XSLT - cant copy elements only once in complexed graph representation


I have XML data (GraphML) i need to transform for my application. The XML represents a graph, that has nodes of labels "User" and "Item", and edges of label "HAS_HOBBY" and "FRIEND_OF".

Given a specific user, I want to get after the transform all his friends that share at least one hobby with him, and those hobbies (represented by items). "friends" are represented by "FRIEND_OF" edge element, and hobbies by "HAS_HOBBY".

I have my XSLT (i'm kinda new at this) that can find the items needed and the friends, however in my logic i cant manage to copy a friend just once - it is done once for every hobby he shares with the original user. I do this by going over each of the friend's hobbies for each of the user's hobbies, and when there's a match - i print the item (hobby) (which is okay), and the friend - however this friend is printed every time a match is found, resulting in multiple occurrences of this friend, which is undesired.

I tried searching for ways to avoid this, but i think my entire logic is flawed implementing this solution.
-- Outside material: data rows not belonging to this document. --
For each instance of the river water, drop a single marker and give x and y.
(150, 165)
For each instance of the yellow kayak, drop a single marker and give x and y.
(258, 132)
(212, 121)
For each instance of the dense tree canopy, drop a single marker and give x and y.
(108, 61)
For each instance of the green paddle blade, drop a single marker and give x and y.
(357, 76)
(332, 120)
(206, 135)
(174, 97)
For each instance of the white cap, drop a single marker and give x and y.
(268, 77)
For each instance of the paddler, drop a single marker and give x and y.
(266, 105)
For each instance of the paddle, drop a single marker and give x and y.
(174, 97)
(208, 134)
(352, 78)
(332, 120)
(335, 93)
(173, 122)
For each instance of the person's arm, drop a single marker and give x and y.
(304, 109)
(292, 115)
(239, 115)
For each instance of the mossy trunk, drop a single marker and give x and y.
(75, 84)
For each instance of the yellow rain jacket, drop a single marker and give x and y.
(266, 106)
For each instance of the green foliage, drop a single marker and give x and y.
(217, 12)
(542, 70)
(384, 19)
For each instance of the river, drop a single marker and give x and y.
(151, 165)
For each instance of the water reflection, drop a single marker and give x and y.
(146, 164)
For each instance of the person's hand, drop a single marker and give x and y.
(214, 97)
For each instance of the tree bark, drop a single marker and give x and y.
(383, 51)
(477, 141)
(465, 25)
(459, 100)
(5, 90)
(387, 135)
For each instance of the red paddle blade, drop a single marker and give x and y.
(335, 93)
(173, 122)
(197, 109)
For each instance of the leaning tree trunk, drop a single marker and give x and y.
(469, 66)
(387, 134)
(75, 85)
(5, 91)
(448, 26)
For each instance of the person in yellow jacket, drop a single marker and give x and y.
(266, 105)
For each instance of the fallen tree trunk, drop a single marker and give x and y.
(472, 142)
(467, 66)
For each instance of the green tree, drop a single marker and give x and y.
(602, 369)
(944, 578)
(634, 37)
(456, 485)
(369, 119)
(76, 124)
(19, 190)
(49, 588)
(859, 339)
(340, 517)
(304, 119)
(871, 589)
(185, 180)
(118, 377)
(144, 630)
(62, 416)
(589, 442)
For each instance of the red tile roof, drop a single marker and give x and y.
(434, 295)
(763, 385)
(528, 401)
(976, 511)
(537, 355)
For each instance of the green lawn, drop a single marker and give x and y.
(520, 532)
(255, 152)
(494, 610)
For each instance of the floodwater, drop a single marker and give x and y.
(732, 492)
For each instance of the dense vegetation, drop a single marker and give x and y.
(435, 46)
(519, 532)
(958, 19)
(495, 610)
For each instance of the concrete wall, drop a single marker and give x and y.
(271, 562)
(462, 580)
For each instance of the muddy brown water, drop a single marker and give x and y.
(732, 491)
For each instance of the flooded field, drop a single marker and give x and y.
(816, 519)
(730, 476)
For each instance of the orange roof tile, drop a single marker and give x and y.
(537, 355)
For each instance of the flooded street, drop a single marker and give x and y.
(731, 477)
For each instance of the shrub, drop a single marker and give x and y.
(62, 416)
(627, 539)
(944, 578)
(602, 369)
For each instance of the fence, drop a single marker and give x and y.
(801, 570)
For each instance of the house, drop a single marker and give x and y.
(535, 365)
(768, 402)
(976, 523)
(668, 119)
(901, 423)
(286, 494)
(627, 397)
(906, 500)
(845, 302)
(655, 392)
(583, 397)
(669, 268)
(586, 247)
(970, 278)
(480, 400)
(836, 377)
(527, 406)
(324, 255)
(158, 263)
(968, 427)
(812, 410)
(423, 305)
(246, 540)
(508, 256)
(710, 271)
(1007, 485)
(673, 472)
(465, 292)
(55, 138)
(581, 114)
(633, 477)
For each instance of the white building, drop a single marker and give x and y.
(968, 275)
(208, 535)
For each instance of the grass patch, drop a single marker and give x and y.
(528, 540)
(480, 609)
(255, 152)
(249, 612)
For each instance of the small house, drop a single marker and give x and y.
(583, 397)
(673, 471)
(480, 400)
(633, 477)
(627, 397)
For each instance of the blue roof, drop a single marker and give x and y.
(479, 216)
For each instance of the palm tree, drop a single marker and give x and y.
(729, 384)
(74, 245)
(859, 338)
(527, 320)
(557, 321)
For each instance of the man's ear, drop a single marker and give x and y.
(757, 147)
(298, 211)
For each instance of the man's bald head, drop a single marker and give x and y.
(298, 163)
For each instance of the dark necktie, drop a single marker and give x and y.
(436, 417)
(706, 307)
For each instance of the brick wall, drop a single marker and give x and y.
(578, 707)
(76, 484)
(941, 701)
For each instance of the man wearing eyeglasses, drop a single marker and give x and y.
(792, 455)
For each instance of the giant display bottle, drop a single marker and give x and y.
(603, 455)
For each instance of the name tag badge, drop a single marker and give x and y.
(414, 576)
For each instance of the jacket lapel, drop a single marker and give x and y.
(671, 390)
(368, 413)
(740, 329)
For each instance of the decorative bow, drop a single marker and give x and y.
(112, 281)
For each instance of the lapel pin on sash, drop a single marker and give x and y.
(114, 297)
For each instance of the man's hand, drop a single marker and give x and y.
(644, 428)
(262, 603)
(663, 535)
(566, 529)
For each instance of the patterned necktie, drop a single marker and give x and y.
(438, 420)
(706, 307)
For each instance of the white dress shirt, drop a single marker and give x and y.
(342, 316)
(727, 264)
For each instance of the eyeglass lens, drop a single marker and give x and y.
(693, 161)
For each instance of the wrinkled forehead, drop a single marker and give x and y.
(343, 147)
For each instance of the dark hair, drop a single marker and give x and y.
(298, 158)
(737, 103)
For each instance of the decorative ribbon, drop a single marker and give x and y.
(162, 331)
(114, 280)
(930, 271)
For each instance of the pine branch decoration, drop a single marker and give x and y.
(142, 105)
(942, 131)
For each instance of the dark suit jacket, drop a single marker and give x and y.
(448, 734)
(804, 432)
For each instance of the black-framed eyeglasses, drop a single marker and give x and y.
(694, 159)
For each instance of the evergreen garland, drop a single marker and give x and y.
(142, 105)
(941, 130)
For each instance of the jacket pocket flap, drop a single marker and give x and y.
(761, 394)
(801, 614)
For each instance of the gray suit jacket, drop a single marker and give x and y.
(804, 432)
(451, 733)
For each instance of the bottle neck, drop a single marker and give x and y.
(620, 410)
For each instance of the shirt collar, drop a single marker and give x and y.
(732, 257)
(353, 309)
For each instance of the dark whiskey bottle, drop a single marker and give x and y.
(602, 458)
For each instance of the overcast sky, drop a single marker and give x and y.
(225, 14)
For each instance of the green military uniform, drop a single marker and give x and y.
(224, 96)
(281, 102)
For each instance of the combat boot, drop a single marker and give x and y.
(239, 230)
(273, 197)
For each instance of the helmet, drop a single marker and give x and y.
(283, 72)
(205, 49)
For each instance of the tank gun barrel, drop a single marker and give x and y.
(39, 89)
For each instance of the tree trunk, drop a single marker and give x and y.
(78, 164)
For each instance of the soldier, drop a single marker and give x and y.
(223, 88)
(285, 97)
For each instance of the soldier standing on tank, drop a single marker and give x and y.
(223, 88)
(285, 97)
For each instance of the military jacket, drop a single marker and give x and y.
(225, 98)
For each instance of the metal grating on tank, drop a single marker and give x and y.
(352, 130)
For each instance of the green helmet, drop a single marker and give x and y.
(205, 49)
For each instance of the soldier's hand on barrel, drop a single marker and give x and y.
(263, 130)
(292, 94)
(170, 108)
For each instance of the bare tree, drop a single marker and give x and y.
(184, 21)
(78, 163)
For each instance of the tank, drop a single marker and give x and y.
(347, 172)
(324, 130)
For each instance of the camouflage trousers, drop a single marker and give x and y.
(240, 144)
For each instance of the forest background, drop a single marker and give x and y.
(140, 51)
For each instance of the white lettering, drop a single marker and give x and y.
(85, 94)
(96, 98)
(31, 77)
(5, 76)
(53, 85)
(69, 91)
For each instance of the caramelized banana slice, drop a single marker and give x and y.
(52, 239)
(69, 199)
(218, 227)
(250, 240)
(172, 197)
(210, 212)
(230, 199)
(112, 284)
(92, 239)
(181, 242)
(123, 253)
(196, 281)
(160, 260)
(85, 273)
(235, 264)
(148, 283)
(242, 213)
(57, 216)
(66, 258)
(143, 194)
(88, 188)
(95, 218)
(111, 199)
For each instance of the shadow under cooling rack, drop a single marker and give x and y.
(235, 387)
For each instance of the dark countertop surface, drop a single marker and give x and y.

I have no other ideas, though.

Here's my XSL:

<?xml version="1.0"?>
<xsl:stylesheet version="1.0"
    xmlns:xsl="http://www.w3.org/1999/XSL/Transform"
    xmlns:ns="http://graphml.graphdrawing.org/xmlns"
    xmlns="http://graphml.graphdrawing.org/xmlns"
    exclude-result-prefixes="ns #default">
  <xsl:strip-space elements="*"/>
  <xsl:output indent="yes"/>



  <!--Identity template: default copy all content into the output -->
  <xsl:template match="node()|@*">
    <xsl:copy>
      <xsl:apply-templates select="node()|@*"/>
    </xsl:copy>
  </xsl:template>

  <!-- Don't copy tags called 'node or edge' -->
  <xsl:template match="ns:node" />
  <xsl:template match="ns:edge" />



  <xsl:template match="ns:node[ns:data[@key='username' and . = 'c']]">
    <xsl:copy>
      <xsl:apply-templates select="node()|@*"/>
    </xsl:copy>

    <xsl:variable name="USERID" select="@id"/>

    <xsl:for-each select="//ns:edge"> 

      <xsl:if test="@source=$USERID">

        <xsl:variable name="TARGET" select="@target"/>
        <xsl:for-each select="//ns:node[@id=$TARGET]">
          <!-- finds USERNAME's hobbies -->

          <xsl:for-each select="//ns:edge[@source=$USERID and @label='HAS_HOBBY']">
            <xsl:variable name="HOBBYTARGET" select="@target"/>
            <xsl:for-each select="//ns:edge[@source=$TARGET and @label='HAS_HOBBY']">
              <xsl:if test="@target=$HOBBYTARGET">
                <!-- Shared hobby with friend -->
                <xsl:for-each select="//ns:node[@id=$HOBBYTARGET]">
                  <xsl:copy>
                    <xsl:apply-templates select="node()|@*"/>
                  </xsl:copy>
                </xsl:for-each>


              </xsl:if>
            </xsl:for-each>  
          </xsl:for-each>
        </xsl:for-each>
      </xsl:if>

      <xsl:if test="@target=$USERID">

        <xsl:variable name="SOURCE" select="@source"/>
        <xsl:for-each select="//ns:node[@id=$SOURCE]">
          <!-- finds USERNAME's hobbies -->

          <xsl:for-each select="//ns:edge[@source=$USERID and @label='HAS_HOBBY']">
            <xsl:variable name="HOBBYTARGET" select="@target"/>
            <xsl:for-each select="//ns:edge[@source=$SOURCE and @label='HAS_HOBBY']">
              <xsl:if test="@target=$HOBBYTARGET">
                <!-- Shared hobby with friend -->
                <xsl:for-each select="//ns:node[@id=$HOBBYTARGET]">
                  <xsl:copy>
                    <xsl:apply-templates select="node()|@*"/>
                  </xsl:copy>
                </xsl:for-each>


              </xsl:if>
            </xsl:for-each>  
          </xsl:for-each>

        </xsl:for-each>
      </xsl:if>
    </xsl:for-each>

  </xsl:template>

</xsl:stylesheet>

At the moment the friend's copy is missing but it would be right after the "Shared hobby with friend" comment.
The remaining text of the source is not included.